Destins Croisés

Chapitres : 1 2 3

Seattle

2004

Une lumière aveuglante vint remplacer le noir absolu. Où état-il ? Pourquoi avait-il extrêmement mal à la tête au point de vouloir se tirer une balle dans le crâne ? Il distingua des formes floues autour de lui qui émettaient toutes sortes de bruits.

- Eeu ooiii … aa hhui.

Qu'est ce que c'était que ce charabia ? Puis comme par magie, la lumière devient moins importante et deux personnes apparurent à la place des formes floues. Bruce et le vendeur de l'épicerie.

- Tu m'as fait une de ces peurs mon vieux. J'ai bien cru que tu allais y rester.

Johnny se leva légèrement tout en plaçant sa main droite sur son front. Quelque chose clochait, plus il avait de visions et plus ses migraines s'amplifiaient. Sa zone morte allait le condamner ? Il ne voulait pas mourir, il ne voulait pas abandonner Bruce ni Sarah et surtout pas J.J, Johnny Junior, son fils ; le fils qu'il avait conçu avec elle avant son accident de voiture.

L'homme blond se leva péniblement et chercha sa canne qui lui fut rendue par le vendeur.

- Ca va mieux ? s'enquit ce dernier.

- Oui merci.

- Vous avez dit des trucs bizarres quand vous avez pris la carte.

- Des trucs bizarres ? Vraiment ?

- Ouais, du genre « A mort les monstres ! ».

« Monstres », ce mot il l'avait déjà rencontré dans une de ses visions. Maintenant que cette dernière lui revenait, il comprit à qui ça faisait allusion : à l'homme couvert d'écaille et celui à l'apparence d'un chien.

- Vous savez où je pourrais trouver « Jam Pony Xpress » ?

- ‘Connais pas non plus. Où est-ce que vous trouvez tous ces noms ?

- Aucune importance, lança Bruce en poussant Johnny vers la sortie.

- Il y avait un graffiti pas loin, un homme sur un vélo.

Le vendeur haussa les épaules en signe de négation et les deux hommes franchirent la porte d'entrée.

Bruce se tourna presque automatiquement vers son ami pour lui demander des explications.

- C'était quoi cette fois ta vision ? L'apocalypse ? demanda-t-il alors que bien des mois plus tard allait se manifester la vision la plus dure et la plus choquante de toute les visions de Johnny.

McGoper, l'homme qui tenait un garage, arriva en trombe dans un énorme camion d'un blanc immaculé tandis que seule une petite inscription était visible sur un des côtés et mentionnait le nom de son garage.

Johnny et Bruce montèrent à l'intérieur et quittèrent la petite place. Quelques minutes plus tard ils débouchèrent sur une petite route de campagne avec quelques voitures avec eux. Un silence mortel régnait, ce qui mit très mal à l'aise les deux étrangers. Ils ne voulaient pas parler des visions de Johnny en présence du garagiste mais ne savaient pas du tout de quoi parler avec ce dernier. De la météo ? Assez risible.

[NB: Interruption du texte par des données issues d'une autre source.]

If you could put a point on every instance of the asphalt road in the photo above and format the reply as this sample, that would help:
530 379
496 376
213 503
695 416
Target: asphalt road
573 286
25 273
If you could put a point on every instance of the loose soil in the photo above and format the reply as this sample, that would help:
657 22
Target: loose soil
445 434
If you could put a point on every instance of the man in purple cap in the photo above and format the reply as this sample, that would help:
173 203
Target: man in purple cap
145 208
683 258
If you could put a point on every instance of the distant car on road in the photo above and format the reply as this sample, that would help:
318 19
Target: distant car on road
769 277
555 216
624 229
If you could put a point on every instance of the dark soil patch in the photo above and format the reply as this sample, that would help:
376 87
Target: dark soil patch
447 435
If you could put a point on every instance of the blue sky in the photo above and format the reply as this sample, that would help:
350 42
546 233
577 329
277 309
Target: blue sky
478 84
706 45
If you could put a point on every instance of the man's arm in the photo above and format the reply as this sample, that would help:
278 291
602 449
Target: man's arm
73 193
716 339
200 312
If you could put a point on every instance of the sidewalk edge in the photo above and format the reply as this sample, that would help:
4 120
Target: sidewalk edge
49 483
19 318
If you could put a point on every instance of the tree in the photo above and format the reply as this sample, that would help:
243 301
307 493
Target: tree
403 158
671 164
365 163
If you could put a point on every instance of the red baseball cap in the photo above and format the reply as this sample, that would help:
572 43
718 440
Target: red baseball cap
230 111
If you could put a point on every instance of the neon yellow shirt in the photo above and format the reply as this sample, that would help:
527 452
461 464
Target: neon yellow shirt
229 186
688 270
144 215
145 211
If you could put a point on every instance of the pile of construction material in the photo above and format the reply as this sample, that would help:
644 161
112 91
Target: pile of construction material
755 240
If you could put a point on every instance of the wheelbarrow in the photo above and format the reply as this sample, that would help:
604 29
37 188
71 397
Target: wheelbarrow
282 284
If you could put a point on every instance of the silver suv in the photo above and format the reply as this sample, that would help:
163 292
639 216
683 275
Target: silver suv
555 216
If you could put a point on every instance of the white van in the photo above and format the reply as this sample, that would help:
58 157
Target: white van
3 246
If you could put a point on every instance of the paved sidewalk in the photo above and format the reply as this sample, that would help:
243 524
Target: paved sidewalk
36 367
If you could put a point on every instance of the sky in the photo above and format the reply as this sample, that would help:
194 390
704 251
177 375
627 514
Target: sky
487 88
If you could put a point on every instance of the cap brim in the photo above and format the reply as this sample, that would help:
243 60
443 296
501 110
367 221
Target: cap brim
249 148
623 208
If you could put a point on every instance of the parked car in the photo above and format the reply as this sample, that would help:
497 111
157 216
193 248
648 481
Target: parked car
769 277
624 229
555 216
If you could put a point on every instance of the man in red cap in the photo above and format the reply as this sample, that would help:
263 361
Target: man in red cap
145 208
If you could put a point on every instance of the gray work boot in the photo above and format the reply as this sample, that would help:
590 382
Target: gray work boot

- Parlez-nous de Seattle. C'est une ville touristique ? tenta Johnny.

- Bof, à part pour le Space Needle, y'a pas beaucoup de gens qui viennent.

Voyant le peu de communication de la part de l'autre homme, Johnny porta son attention sur le paysage qui défilait devant ses yeux. Ils étaient presque arrivés à l'endroit où ils avaient laissé leur voiture. Soudain, la peur de ne plus la retrouver lui traversa l'esprit mais fut vite refouler. Qui voudrait d'une voiture qui ne peut plus démarrer ?

McGoper s'arrêta à un feu rouge tandis que les voitures à leur droite démarraient, celles qui traversaient le carrefour. Ils attendirent une vingtaine de secondes puis Johnny manqua de s'étranger.

- La camionnette ! cria-t-il. Il faut la suivre !

- Qu'est ce qu'elle a cette camionnette ?

- Il y a un type sur un vélo sur ses portes arrières !

Bruce regarda son ami comme s'il était fou.

- Je parle du logo que j'ai vu tout à l'heure dans ma vision. Si on ne démarra pas maintenant on va la perdre.

Un ange gardien passa : alors qu'il s'expliquait, le feu passa au vert. Il écrasa le pied du garagiste sur l'accélérateur et lui ordonna de suivre la camionnette. Ce dernier lui envoya des insanités à la figure mais la suivit tout de même après que Bruce lui ai proposé une petite prime. Les trois hommes partirent donc « à la poursuite » de la mystérieuse camionnette et arrivèrent finalement dix minutes plus tard devant un bâtiment.

Johnny reconnu la place non sans remarquer que celle dans sa vision paraissait nettement moins propre. Le garagiste arrêta son camion, fit descendre des passagers et reçu l'argent que lui avait promis Bruce. La question « comment rentrer après ? » fut remise à plus tard.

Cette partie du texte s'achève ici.